Last week we discussed desire, and why we like to drink. Desire is a learned behavior that most of us have become really good at. We plan to meet our girlfriends for example, which triggers the thought - I want to have a glass of wine, we feel desire, and reward it with a glass of wine. When you have this thought, and reward at the end you will continue to do it because the brain loves to seek pleasure. So how do you unlearn this?
In order to unlearn this desire pattern you need to interrupt the model. You need to stop rewarding the thought with a glass of wine and once you stop rewarding the thought, the desire will go away. Recall Pavlov’s dogs - to keep it simple, it is much like that. In the past you may have tried willpower or resistance, which typically does not work. In fact, if you say you are not going to have the drink, and actually do, it is deepens the neural pathway to seek the reward. Instead I encourage you to begin accumulating unanswered urges. How do you do that?
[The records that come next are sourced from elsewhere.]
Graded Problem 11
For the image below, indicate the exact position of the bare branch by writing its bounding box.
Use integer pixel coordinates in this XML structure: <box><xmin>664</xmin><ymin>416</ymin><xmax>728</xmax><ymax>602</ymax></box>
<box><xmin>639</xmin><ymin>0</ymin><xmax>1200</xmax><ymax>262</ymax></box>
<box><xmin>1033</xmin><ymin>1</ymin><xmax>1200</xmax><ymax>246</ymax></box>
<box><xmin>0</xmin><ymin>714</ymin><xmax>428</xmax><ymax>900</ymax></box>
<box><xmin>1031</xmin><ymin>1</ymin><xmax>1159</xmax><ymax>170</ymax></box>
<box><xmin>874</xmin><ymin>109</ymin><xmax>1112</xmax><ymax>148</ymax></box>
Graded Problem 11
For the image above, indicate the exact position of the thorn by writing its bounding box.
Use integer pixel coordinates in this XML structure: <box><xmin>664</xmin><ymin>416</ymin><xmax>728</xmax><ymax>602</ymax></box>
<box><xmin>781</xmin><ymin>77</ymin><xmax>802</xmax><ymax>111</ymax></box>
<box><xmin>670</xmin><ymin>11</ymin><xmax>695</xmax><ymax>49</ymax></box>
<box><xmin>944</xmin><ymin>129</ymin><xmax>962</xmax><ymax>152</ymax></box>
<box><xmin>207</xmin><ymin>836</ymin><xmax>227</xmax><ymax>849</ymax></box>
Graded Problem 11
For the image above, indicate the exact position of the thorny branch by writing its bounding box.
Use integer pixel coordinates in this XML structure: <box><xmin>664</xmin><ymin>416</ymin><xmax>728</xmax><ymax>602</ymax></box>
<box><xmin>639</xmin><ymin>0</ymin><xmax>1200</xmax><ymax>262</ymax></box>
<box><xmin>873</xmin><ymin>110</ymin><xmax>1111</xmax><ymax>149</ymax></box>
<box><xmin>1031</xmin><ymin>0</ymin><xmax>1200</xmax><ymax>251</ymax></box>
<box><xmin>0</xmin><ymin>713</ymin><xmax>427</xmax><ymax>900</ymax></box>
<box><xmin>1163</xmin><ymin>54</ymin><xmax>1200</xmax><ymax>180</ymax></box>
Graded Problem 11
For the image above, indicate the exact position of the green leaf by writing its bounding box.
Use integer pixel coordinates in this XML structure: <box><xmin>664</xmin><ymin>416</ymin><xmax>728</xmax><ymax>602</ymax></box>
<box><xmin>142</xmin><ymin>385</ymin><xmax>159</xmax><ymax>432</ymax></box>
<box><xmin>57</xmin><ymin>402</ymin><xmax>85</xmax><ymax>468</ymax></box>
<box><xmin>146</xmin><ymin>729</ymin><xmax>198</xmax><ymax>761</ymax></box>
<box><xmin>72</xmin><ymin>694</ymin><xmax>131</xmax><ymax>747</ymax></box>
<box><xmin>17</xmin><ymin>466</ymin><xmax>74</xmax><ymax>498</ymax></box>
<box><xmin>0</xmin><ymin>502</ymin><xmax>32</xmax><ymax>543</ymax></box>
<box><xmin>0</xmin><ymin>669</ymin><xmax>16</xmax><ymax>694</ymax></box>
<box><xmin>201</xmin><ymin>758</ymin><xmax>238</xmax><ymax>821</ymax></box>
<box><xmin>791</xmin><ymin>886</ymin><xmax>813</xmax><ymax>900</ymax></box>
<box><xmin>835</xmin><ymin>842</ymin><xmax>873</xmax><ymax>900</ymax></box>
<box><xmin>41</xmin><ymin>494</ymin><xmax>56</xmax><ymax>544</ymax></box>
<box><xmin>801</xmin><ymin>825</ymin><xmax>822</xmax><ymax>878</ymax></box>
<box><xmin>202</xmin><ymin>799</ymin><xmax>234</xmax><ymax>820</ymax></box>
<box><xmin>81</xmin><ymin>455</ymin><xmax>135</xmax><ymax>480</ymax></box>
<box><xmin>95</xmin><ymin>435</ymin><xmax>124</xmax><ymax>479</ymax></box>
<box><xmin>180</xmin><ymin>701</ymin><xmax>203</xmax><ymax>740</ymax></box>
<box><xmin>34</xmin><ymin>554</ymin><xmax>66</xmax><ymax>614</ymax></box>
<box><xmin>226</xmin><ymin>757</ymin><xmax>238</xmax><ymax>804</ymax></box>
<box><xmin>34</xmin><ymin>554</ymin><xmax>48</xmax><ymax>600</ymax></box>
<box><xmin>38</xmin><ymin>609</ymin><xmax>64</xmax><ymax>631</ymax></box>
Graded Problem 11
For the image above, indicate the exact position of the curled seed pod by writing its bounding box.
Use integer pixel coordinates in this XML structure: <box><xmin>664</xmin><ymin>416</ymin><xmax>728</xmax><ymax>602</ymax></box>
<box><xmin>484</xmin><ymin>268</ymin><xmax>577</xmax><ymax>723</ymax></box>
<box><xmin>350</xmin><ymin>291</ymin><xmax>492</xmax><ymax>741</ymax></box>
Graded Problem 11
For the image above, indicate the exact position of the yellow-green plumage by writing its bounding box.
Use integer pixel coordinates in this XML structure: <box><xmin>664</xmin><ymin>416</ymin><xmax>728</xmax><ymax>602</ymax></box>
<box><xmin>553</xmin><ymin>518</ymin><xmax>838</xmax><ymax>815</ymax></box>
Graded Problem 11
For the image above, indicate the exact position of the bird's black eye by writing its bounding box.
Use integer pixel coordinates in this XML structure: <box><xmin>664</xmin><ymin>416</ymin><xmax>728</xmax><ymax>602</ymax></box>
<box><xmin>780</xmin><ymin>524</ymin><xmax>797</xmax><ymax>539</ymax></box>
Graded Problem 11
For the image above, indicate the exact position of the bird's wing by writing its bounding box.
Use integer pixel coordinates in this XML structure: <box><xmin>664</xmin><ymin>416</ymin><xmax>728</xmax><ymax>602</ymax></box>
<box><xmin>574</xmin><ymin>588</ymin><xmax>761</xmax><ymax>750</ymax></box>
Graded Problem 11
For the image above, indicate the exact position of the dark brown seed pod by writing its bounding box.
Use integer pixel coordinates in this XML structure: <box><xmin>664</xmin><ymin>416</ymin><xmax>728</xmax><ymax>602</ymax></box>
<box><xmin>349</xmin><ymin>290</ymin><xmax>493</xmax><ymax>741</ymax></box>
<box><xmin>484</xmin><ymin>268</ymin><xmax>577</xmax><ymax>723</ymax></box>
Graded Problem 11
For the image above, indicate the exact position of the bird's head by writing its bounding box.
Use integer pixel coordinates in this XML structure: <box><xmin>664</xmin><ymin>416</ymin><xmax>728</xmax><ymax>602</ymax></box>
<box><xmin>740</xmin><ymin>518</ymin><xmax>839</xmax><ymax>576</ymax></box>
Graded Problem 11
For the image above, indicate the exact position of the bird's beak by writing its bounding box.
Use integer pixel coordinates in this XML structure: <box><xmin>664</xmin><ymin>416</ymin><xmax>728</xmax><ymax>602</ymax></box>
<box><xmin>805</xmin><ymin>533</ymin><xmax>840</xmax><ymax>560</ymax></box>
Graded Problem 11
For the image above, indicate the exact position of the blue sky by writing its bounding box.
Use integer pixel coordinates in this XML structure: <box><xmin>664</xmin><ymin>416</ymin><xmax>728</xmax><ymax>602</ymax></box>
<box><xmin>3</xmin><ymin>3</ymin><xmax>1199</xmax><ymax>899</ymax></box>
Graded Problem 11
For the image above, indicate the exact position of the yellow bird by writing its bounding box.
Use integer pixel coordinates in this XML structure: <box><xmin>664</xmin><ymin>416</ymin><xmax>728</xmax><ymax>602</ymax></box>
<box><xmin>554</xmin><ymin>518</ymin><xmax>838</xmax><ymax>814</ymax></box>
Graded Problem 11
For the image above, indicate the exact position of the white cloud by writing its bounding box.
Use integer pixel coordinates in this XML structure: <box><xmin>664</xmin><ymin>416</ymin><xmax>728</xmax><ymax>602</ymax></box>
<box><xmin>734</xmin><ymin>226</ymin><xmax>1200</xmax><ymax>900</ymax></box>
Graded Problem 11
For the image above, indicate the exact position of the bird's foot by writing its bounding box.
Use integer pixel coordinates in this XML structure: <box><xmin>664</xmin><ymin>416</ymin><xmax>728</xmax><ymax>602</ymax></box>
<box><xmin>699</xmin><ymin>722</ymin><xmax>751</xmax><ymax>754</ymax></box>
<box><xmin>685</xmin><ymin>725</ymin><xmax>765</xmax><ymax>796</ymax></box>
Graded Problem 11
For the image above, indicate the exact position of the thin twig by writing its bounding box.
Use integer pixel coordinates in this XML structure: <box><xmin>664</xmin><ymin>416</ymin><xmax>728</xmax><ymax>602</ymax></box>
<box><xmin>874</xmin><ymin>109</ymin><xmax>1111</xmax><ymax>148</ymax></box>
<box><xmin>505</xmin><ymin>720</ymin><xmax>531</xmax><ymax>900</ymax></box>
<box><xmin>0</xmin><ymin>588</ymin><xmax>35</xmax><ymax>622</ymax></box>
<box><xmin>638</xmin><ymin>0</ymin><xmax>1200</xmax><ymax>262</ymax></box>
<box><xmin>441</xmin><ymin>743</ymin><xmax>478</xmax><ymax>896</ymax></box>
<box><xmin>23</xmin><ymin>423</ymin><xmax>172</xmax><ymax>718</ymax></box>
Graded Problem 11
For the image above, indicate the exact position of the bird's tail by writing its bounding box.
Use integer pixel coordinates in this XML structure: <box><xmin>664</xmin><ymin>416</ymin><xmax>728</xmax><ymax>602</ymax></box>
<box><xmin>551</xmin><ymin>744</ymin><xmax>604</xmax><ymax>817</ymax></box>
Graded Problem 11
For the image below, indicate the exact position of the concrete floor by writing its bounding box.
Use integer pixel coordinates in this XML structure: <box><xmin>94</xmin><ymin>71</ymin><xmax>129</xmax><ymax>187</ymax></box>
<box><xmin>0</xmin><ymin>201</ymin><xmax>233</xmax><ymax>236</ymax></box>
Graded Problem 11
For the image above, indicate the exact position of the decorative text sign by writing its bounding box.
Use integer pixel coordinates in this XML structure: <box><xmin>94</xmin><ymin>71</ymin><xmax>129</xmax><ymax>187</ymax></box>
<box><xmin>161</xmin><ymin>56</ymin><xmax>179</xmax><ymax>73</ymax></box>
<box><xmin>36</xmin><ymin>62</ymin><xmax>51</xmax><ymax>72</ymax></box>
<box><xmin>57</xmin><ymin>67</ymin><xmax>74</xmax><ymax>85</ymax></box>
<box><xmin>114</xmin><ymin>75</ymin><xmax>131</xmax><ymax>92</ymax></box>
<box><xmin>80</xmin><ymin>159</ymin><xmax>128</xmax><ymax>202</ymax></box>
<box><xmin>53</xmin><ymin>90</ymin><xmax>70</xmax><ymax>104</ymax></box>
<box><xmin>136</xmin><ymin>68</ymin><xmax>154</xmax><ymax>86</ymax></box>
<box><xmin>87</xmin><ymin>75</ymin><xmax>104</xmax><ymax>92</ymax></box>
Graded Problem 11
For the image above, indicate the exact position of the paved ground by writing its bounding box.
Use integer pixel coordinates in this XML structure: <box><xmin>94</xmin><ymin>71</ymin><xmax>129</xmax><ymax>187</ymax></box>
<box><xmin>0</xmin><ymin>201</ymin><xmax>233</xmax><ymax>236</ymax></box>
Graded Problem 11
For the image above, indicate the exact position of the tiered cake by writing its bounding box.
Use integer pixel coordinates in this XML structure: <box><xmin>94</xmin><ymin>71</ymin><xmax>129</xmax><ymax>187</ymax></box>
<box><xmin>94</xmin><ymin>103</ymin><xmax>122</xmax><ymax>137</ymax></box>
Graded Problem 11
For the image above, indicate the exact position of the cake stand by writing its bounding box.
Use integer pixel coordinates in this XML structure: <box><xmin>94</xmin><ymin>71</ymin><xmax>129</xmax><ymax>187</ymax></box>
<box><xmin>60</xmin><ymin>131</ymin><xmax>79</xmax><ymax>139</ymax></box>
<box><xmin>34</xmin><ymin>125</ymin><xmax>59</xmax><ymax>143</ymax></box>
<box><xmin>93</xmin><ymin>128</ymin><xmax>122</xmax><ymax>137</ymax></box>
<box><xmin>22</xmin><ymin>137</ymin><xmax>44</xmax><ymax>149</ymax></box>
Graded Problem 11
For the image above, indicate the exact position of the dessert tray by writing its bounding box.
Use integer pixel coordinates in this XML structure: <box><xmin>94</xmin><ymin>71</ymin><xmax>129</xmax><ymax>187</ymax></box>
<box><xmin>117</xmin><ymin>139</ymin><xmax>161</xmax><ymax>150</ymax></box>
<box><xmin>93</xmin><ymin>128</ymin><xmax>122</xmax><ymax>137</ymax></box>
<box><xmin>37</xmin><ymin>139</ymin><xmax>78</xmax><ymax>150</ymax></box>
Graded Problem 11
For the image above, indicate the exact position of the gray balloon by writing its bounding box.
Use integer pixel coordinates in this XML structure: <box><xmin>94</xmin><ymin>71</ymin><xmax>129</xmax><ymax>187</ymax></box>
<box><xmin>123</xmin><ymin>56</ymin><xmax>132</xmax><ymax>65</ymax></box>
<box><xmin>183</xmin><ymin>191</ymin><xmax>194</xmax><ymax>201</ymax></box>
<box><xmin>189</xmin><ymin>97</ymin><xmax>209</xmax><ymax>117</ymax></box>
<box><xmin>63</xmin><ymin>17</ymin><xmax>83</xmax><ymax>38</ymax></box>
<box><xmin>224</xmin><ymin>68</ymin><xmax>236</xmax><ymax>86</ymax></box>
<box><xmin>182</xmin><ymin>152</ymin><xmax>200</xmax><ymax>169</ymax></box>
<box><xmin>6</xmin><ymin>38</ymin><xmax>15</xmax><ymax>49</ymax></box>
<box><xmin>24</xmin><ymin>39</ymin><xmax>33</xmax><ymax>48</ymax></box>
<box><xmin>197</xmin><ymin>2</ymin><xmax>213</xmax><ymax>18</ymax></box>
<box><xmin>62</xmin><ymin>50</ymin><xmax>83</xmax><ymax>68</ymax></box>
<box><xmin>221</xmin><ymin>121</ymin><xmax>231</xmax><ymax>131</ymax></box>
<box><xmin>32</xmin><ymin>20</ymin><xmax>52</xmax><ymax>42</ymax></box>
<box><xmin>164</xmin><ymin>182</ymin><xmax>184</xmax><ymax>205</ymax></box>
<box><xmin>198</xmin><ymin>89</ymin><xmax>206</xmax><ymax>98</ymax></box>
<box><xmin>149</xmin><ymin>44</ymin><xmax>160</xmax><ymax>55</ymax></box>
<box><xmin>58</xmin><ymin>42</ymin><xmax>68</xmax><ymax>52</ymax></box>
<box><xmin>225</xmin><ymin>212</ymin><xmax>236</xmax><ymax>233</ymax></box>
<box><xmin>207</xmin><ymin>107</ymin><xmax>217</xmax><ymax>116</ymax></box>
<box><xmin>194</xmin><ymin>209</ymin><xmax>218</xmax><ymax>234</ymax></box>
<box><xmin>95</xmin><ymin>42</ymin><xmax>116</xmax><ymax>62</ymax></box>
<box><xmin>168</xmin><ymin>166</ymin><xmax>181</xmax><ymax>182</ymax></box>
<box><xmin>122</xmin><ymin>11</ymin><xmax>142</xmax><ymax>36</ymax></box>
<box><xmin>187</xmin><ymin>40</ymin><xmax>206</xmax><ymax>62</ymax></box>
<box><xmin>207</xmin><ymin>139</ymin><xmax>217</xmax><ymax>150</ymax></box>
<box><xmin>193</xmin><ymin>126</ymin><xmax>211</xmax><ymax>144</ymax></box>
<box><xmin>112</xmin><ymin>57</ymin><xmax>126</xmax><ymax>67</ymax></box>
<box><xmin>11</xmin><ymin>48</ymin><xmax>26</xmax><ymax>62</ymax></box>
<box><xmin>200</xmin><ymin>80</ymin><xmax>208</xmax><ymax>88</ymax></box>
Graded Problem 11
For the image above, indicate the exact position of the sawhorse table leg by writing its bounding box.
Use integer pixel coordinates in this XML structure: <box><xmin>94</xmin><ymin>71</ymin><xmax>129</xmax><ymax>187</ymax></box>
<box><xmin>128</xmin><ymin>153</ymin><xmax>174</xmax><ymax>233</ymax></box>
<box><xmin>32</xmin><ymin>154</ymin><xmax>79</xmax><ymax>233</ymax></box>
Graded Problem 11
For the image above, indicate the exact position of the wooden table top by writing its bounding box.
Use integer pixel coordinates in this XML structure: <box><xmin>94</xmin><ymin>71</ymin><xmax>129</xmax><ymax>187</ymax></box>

The next time you have an urge I don’t want you to resist and/or react to it. Begin working on the skill of allowing an urge. An urge is really not that unpleasant until you start trying to resist it. So one way to allow an urge is to take a moment and describe how it feels in your body - maybe a little tight, uncomfortable, thoughts twirling around in your head. Write it down on purpose to become more aware. The second way to allow an urge is to just watch it. Separate yourself from the emotion, recognize you are having a thought that causes the feeling. Understand that you are not literally that thought and that feeling. The third way to allow an urge is to become accepting of it. Recognize that it creates some tension, and just be present with it. Think about a beach ball in a pool for example - when you try to push it under and push it under you struggle. Instead - when you let the beach ball float on top of the water there is no struggle - do that with your urges.
I want you to focus on accumulating 100 unanswered urges. You have 100 urges, and don’t reward with a drink. Instead take a moment to purposefully write down what it felt like, what you were thinking, and how you managed it. It’s just like ringing the bell 100 times and not giving that dog food - the drool dries up. Now - this will be challenging to begin with. It is most likely unlike anything you have done before, and that is ok - you totally got this!